Important caveat for further quantisation: V4 ships in mixed FP4 (routed experts + lightning indexer) + FP8 (everything else). Sub-Q4 quantisation is unlikely to produce usable output because the source weights are already at 4-bit precision in the most parameter-heavy modules. The GGUF and MLX-8bit conversions both up-cast and re-quantise.

V4-Pro at 1.6T parameters is not yet a realistic local-deploy target — even at GGUF 4-bit it would land somewhere around 800 GB on disk, far above any consumer hardware. Flash is the realistic local target.

Unsloth’s variants of both V4-Pro and V4-Flash appeared 1–2 days after release. Unsloth specialises in low-VRAM fine-tuning; their re-packs use the same MIT-licensed weights but reorganised to make LoRA / QLoRA training tractable on smaller setups. For teams planning to fine-tune V4 (rather than infer against it), the Unsloth variants are usually the fastest path.

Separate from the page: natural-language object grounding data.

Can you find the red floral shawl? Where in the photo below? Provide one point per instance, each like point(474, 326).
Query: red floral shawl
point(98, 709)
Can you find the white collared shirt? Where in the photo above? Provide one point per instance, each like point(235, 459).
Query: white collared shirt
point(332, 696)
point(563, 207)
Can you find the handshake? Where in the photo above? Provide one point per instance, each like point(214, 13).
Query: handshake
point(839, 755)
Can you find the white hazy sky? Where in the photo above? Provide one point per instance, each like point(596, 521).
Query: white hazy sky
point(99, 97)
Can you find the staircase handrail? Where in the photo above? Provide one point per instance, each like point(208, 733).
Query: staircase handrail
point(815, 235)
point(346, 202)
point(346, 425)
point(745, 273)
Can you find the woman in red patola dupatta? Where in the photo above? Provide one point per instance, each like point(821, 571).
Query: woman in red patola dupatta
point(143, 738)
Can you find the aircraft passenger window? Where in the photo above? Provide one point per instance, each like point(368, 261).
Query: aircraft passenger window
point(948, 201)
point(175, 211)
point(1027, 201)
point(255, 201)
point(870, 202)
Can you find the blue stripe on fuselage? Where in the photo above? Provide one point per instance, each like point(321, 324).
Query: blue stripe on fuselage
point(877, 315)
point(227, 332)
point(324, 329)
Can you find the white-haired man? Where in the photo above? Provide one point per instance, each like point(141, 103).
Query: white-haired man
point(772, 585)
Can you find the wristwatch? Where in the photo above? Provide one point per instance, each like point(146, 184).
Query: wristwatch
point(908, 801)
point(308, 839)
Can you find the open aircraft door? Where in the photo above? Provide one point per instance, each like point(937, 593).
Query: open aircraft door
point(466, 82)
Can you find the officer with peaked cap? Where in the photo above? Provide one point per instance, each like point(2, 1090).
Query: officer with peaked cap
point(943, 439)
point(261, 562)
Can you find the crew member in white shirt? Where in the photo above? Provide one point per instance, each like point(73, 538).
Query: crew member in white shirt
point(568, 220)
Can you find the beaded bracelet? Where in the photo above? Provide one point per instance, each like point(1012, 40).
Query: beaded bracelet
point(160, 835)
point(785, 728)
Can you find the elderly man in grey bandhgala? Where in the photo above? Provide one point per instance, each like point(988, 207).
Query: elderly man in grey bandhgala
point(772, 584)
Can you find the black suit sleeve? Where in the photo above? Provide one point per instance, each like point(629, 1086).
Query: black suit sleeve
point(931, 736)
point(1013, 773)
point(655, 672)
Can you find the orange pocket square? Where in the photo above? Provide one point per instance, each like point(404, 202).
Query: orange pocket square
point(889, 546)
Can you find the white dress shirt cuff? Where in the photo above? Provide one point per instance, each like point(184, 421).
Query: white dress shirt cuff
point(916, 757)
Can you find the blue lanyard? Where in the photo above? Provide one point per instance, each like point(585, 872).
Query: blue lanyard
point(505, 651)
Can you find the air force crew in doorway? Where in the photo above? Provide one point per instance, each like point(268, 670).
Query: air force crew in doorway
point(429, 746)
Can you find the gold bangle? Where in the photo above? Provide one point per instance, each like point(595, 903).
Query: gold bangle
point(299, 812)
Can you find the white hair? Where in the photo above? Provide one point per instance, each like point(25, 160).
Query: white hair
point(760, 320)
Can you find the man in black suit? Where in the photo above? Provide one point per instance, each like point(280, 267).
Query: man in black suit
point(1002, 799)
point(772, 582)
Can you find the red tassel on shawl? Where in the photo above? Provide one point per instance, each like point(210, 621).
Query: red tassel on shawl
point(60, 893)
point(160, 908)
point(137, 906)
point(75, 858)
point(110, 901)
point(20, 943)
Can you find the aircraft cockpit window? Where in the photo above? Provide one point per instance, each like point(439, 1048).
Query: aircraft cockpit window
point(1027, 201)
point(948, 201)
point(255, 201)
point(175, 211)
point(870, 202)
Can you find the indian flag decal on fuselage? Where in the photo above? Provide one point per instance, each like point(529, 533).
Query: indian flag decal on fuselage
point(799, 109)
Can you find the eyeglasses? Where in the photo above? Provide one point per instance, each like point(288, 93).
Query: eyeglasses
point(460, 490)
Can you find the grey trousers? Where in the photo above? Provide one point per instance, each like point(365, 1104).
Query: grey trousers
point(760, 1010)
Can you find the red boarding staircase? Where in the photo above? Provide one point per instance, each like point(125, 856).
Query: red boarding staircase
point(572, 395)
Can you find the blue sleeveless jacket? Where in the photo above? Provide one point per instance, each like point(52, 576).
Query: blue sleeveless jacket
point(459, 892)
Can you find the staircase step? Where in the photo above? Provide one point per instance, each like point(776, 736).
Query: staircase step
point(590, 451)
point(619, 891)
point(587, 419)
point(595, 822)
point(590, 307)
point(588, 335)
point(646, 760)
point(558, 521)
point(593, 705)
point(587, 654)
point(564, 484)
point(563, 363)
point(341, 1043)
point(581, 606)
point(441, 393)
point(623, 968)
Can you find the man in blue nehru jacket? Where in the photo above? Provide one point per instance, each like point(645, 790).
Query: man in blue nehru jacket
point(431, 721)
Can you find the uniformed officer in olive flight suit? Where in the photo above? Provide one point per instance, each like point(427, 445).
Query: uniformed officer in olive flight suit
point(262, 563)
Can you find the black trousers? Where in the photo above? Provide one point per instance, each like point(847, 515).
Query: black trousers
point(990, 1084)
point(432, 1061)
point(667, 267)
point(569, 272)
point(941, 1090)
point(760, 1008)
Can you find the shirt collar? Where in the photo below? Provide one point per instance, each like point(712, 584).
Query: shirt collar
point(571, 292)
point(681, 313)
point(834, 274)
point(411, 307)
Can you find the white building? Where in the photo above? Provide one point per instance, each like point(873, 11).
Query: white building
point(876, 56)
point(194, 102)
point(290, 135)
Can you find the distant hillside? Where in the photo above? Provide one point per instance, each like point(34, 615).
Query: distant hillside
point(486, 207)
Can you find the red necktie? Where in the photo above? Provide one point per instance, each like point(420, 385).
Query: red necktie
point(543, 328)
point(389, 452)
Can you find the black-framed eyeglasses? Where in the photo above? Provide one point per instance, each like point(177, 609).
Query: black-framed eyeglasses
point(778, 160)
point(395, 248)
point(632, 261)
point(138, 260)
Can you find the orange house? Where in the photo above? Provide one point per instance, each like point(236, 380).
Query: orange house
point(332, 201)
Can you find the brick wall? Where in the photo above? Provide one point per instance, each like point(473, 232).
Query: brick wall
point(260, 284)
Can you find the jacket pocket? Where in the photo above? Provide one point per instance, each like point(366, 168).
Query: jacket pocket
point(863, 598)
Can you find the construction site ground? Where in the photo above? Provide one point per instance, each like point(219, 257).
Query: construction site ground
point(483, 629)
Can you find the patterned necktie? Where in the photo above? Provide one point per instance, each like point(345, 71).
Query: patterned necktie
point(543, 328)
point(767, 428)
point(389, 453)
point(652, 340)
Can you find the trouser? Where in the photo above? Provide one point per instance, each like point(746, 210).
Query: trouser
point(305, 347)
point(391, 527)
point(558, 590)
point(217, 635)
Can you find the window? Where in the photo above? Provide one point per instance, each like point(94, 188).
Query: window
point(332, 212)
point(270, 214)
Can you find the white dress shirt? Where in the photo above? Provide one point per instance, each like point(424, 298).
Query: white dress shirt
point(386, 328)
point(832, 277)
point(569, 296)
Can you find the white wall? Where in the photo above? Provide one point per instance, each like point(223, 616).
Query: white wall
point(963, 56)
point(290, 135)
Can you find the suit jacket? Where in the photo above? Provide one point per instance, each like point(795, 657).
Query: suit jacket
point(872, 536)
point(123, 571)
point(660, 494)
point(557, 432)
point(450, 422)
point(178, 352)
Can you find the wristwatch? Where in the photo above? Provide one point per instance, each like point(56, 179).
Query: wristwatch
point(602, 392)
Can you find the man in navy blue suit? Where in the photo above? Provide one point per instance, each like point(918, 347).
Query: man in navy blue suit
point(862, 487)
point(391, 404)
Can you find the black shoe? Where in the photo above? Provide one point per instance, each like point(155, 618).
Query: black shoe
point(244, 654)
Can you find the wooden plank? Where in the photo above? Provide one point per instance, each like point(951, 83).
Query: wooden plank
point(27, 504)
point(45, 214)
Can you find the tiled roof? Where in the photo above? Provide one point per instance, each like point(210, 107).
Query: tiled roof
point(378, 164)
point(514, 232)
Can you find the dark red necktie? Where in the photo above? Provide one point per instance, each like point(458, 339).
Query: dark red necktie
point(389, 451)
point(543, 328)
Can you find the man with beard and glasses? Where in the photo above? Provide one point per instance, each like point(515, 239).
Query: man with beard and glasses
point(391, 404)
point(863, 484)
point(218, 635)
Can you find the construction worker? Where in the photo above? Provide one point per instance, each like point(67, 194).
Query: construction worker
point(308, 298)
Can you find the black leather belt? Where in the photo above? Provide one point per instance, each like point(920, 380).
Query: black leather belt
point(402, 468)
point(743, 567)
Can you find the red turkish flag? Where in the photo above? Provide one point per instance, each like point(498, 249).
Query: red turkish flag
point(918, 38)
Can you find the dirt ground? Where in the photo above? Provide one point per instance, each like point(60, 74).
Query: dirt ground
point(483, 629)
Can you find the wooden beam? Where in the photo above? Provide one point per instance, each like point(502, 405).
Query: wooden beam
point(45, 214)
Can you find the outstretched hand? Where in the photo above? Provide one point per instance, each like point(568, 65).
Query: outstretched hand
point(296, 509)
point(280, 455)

Source: tecaprovn/deepseek-v4-flash-gguf, mlx-community/deepseek-ai-DeepSeek-V4-Flash-8bit, unsloth/DeepSeek-V4-Pro, unsloth/DeepSeek-V4-Flash, allthings.how — DeepSeek V4 GGUF Status.

Watching for

Threads to monitor as the V4 ecosystem matures:

r/LocalLLaMA and X / Twitter for substantive technical reception once community threads accumulate beyond launch-week chatter.
DeepSeek’s own API change log for V4-specific updates (price changes, new endpoints, deprecations beyond the July 24 retirement).
Hugging Face model card READMEs for V4-Pro and V4-Flash to stabilise — these will eventually carry community usage notes that are currently scattered across third-party blogs.
Further community fine-tunes, distillations, and quantisations beyond the iter-35 snapshot of GGUF + MLX + Unsloth.